Yes of course the moon is visible during the day at times, but you cannot get your boat moon during the day because by the very definition of the phase orientation of the moon to call it a 'boat' moon, requires that the crescent be pointed towards the horizon, which can only happen if the sun is below the horizon and if the sun is below the horizon, that's sort of why night happens


The thin waxing crescent is out during the day. In its' first few days it is difficult to see because it is close to the sun. It is normally observable first at twilight when the sun has set and when there is enough separation between the sun and the moon to make it visible. Twilights and their different grades and qualities are discussed in Naval manuals and Islam has quite a few more subtleties and grades to twilight than the Navy and they each have their own definitions. Twilight and its' qualities and grades is also subject to latitude as far as duration and quality of light.

www.usno.navy.mil...

www.al-islam.org...

The waxing crescent becomes easily visible during the day as it increases in light, however, the angle of tilt constituting the boat moon (horned moon, smile moon, Cheshire moon, equatorial moon, smiley face moon etc.) needs a horizon to determine. When the waxing crescent is high in the sky there is no way, by naked eye observation alone to tell whether or not it is a boat moon. I don't know if this is what you were trying to say or not because your posts are confused.

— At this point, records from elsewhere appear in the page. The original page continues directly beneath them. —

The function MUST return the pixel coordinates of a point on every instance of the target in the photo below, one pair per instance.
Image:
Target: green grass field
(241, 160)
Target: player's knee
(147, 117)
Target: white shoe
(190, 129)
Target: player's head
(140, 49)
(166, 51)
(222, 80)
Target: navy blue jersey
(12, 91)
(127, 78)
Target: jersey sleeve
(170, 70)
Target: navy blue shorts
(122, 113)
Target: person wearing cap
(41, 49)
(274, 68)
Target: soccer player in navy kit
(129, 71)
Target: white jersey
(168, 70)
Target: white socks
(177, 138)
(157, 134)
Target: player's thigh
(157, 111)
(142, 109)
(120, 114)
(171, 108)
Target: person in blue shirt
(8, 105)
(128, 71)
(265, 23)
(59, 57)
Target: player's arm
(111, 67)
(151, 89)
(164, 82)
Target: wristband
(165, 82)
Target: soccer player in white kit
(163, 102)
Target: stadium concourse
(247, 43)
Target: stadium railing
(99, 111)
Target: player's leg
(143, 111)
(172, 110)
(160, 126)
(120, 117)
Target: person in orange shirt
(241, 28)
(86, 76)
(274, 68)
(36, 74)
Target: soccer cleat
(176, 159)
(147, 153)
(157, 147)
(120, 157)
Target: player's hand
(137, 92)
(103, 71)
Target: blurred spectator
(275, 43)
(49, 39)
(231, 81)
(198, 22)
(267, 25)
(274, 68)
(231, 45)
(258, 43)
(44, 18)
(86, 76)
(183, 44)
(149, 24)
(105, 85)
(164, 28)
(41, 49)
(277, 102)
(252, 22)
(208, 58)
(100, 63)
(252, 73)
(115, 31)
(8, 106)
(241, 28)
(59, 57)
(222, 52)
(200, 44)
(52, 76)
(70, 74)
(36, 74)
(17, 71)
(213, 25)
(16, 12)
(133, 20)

And seriously...with all the touting of Cherub's pictures in Las Vegas of the boat moon as if they were 'perfect' boats, when it's off by about 15 degrees


It's not off by 15 degrees but is and continues to be a perfect boat month after month. The photos in this thread and in the other thread - The moon is upside down tonight in Las Vegas - show perfect boats from varied latitudes, none of them on the equator nor even close to it.




Let's do some simple math for you...365 (we'll leave out the .24 on there, so don't even think about jumping on that) divided by 12 is 30.41, and 365 divided by 13 is 28.07. Hmmm that looks pretty darn close


I'd stay away from the math if I were you. It's a difference of 11 days. There is no comparison between a lunar cycle and a solar cycle except in 3 body computations. The moon is not seasonal in the sense that the sun is.

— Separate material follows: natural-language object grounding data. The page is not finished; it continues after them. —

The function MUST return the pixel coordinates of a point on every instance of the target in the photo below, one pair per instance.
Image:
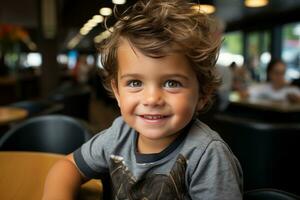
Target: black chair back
(53, 133)
(269, 194)
(39, 107)
(76, 100)
(268, 152)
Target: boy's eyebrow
(135, 75)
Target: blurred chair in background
(268, 152)
(39, 107)
(53, 133)
(75, 98)
(269, 194)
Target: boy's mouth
(153, 117)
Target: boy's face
(157, 96)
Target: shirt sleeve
(217, 175)
(92, 157)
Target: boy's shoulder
(200, 138)
(202, 135)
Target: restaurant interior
(51, 91)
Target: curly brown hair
(160, 27)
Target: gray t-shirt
(197, 165)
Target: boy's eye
(134, 83)
(172, 84)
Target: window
(291, 50)
(232, 49)
(258, 54)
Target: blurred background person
(276, 88)
(241, 79)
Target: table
(22, 176)
(283, 107)
(11, 114)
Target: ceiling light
(98, 18)
(119, 2)
(256, 3)
(204, 8)
(105, 11)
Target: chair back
(268, 152)
(76, 100)
(52, 133)
(39, 107)
(269, 194)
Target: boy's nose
(153, 97)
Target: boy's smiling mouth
(153, 116)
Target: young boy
(159, 63)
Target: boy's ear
(114, 87)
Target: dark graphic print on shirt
(152, 187)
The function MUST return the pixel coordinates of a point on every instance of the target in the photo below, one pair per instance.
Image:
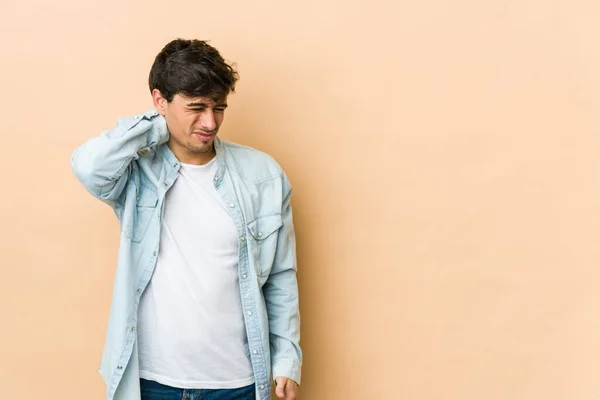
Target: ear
(160, 103)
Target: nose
(207, 121)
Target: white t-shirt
(190, 323)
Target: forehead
(212, 99)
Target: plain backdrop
(444, 157)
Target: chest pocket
(264, 233)
(146, 201)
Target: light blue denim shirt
(131, 168)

Even my kids know that you mostly (that's MOSTLY...not only) see the moon at night because the sun is too bright and either washes it out, or the lit-up side of the moon is not oriented enough towards us.


Here's for the kids:

www.planetary.org...


Having said that, I do want to explain why this is a button of mine, why I am bothered by incorrect representations of lunar phases even in silly children's books.


Children are natural scientists. They are constantly learning through observation, seeing things out there in the world and constructing an understanding of how everything works. The Moon is something that they notice; "Moon" was one of my older daughter Anahita's earliest words (something I've written about before). Typically, when my kids notice the Moon, it's bright daylight, because we're not often out after dark. From babyhood Anahita and Sanaya learned by assembling the evidence they've seen with their own eyes that the Moon is there in the day and there at night too, but it's in different places and appears different shapes on different days.


Anahita knew this, yet somewhere in her third year she learned from book after book that the Moon is a nighttime object, the complement to the Sun, the yin to the Sun's yang, rising in any of its possible phases when the Sun sets. This, of course, is wrong, and directly contradicts the evidence she's seen with her own eyes, but it's what she was taught, so it's what she learned.